Published at: 22 July 2015

A proposal by a young Cape Town architect Jaun van Wyk argues the importance of violence and the aestheticisation thereof as “a means of creating an emotional dialogue between architecture and user”.

In his proposal for the Centre for the Study of Violence and Reconciliation (CSVR) in Cape Town Van Wyk suggests that, in order for architecture to bridge the divide between inclusive spaces, architects need to turn the visual language of violence into a tool for cohesion. Bleak as the idea may sound, the CSVR itself challenges the notion of ignoring violence and the impact it has on society. The Centre for the Study of Violence and Reconciliation is a South African non-governmental organisation concerned with policy and education on issues of political, criminal and domestic violence as a way to ensure that such atrocities never befall the people of this country again.

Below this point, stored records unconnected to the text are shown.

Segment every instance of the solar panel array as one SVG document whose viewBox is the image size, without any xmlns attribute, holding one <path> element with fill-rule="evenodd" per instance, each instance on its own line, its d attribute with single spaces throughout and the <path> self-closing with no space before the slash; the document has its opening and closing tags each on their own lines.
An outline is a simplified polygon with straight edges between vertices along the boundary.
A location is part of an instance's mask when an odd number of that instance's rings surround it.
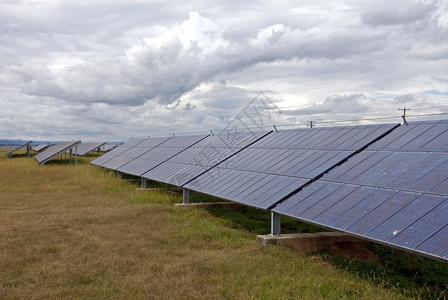
<svg viewBox="0 0 448 300">
<path fill-rule="evenodd" d="M 136 139 L 136 140 L 130 140 L 124 143 L 123 145 L 120 145 L 117 148 L 112 149 L 111 151 L 101 155 L 97 159 L 92 160 L 90 163 L 97 166 L 103 166 L 105 163 L 107 163 L 109 160 L 117 157 L 123 152 L 126 152 L 127 150 L 131 149 L 132 147 L 140 144 L 145 139 Z"/>
<path fill-rule="evenodd" d="M 209 136 L 144 173 L 147 179 L 183 186 L 269 132 Z"/>
<path fill-rule="evenodd" d="M 99 142 L 99 143 L 80 143 L 78 144 L 78 155 L 79 156 L 86 156 L 87 154 L 98 150 L 101 148 L 106 142 Z M 70 151 L 70 150 L 68 150 Z"/>
<path fill-rule="evenodd" d="M 46 162 L 52 160 L 53 158 L 63 154 L 68 149 L 74 149 L 76 145 L 81 143 L 80 141 L 76 142 L 62 142 L 58 143 L 50 148 L 46 149 L 43 152 L 40 152 L 34 156 L 34 158 L 41 164 L 45 164 Z M 74 153 L 74 150 L 73 150 Z"/>
<path fill-rule="evenodd" d="M 154 146 L 147 147 L 146 151 L 134 152 L 134 158 L 128 163 L 118 168 L 118 171 L 141 176 L 143 173 L 152 170 L 159 166 L 161 163 L 169 160 L 173 156 L 181 153 L 190 146 L 196 144 L 206 136 L 185 136 L 185 137 L 173 137 L 162 143 Z M 142 143 L 143 144 L 143 143 Z M 142 146 L 142 144 L 139 145 Z"/>
<path fill-rule="evenodd" d="M 273 209 L 448 259 L 448 121 L 409 123 Z"/>
<path fill-rule="evenodd" d="M 448 121 L 134 140 L 92 163 L 448 260 Z"/>
<path fill-rule="evenodd" d="M 29 142 L 26 142 L 25 144 L 18 146 L 17 148 L 13 149 L 12 151 L 6 153 L 6 157 L 10 157 L 11 155 L 13 155 L 15 152 L 19 151 L 20 149 L 30 146 L 32 142 L 33 141 L 29 141 Z"/>
<path fill-rule="evenodd" d="M 108 160 L 102 166 L 108 169 L 118 170 L 121 166 L 129 163 L 133 159 L 139 157 L 140 155 L 148 152 L 154 147 L 162 144 L 167 141 L 169 138 L 154 138 L 154 139 L 145 139 L 142 142 L 136 144 L 135 146 L 129 148 L 128 150 L 118 154 L 111 160 Z"/>
<path fill-rule="evenodd" d="M 272 133 L 185 187 L 270 209 L 395 126 L 297 129 Z"/>
</svg>

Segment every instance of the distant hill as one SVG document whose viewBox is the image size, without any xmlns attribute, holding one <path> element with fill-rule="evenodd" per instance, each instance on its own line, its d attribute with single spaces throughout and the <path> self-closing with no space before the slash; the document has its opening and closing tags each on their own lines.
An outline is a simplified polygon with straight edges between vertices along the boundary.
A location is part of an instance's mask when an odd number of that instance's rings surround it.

The proposed site of the new CSVR building is situated on the periphery of the Foreshore area between Cape Town’s CBD and the popular V&A Waterfront. The site, and subsequently the greater Foreshore area has become “a manicured inner city enclave, an authoritarian and urban landscape characterised by social exclusion”, Van Wyk says. He continues, “due to the transformation of urban political priorities from municipal to developers’ utopias, this area has subsequently become the glittering face of Cape Town whilst the reality of communities such as the Cape Flats and its sprawling violence have been shunned from the public facade.”

His wish is that his proposed centre will enable “... voiceless communities to lay claim to lost space and in doing so begin a process by which they contribute to the making of the city”.